For a quick (but reliable) analysis, I'd recommend using Kallisto or Salmon to quantify isoform read counts using the transcriptome of the lab strain.
If you have a concern about transcripts that are in your sample but not in the lab strain, you can do two Trinity assemblies: one fully de-novo, and one genome-guided. These transcripts can then be used as a reference assembly for Kallisto/Salmon, and counts compared to the lab-strain results. Note that the Trinity assemblies will only apply to the particular environments that are in your samples; if a transcript isn't expressed, it won't be in the assembly.

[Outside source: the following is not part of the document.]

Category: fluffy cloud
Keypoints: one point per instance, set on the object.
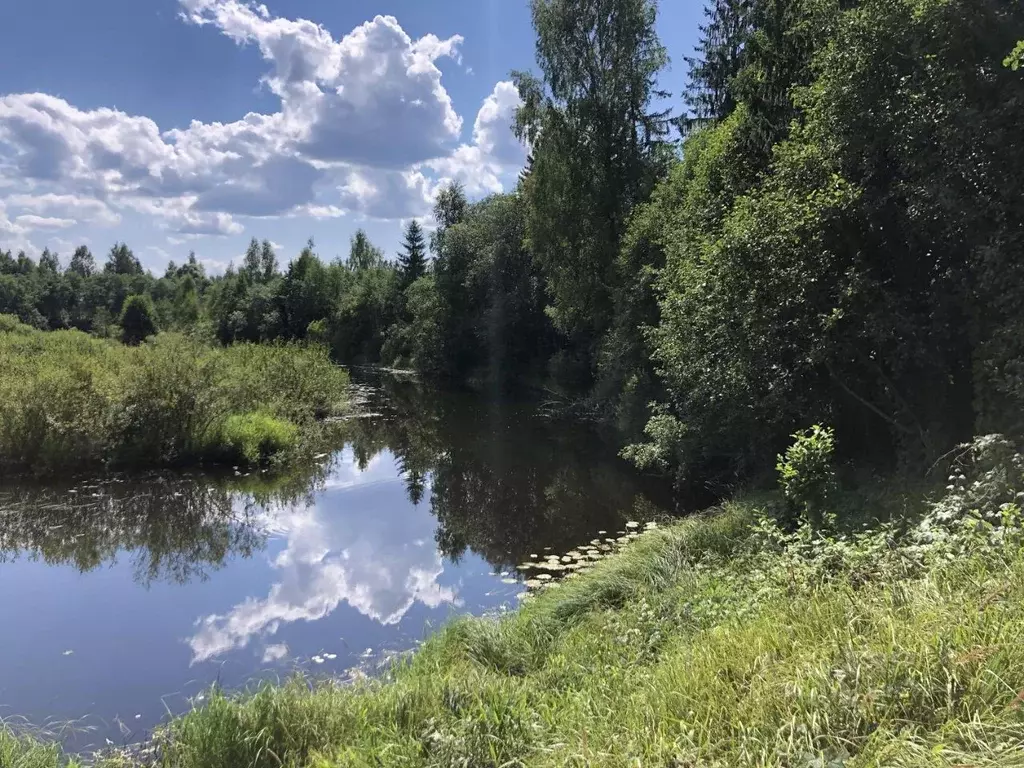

Any transcripts in the de-novo assembly that are not in the genome-guided assembly are potentially novel to your strain. However, care must be taken in interpreting this: if there is any other contamination in the sample, those contaminant transcripts will also be assembled.
I'm not too familiar with annotation pipelines, but based on a couple of Twitter posts it looks like Prokka might be a reasonable start. Torsten Seeman (lead developer of Prokka) has done a post about alternative annotation pipelines:
http://thegenomefactory.blogspot.co.nz/2013/03/bacterial-genome-annotation-systems.html
Update: Torsten Seeman now recommends Bakta as a "worthy successor to Prokka":
https://github.com/oschwengers/bakta
Bakta is a tool for the rapid & standardized annotation of bacterial genomes and plasmids from both isolates and MAGs. It provides dbxref-rich, sORF-including and taxon-independent annotations in machine-readable JSON & bioinformatics standard file formats for automated downstream analysis.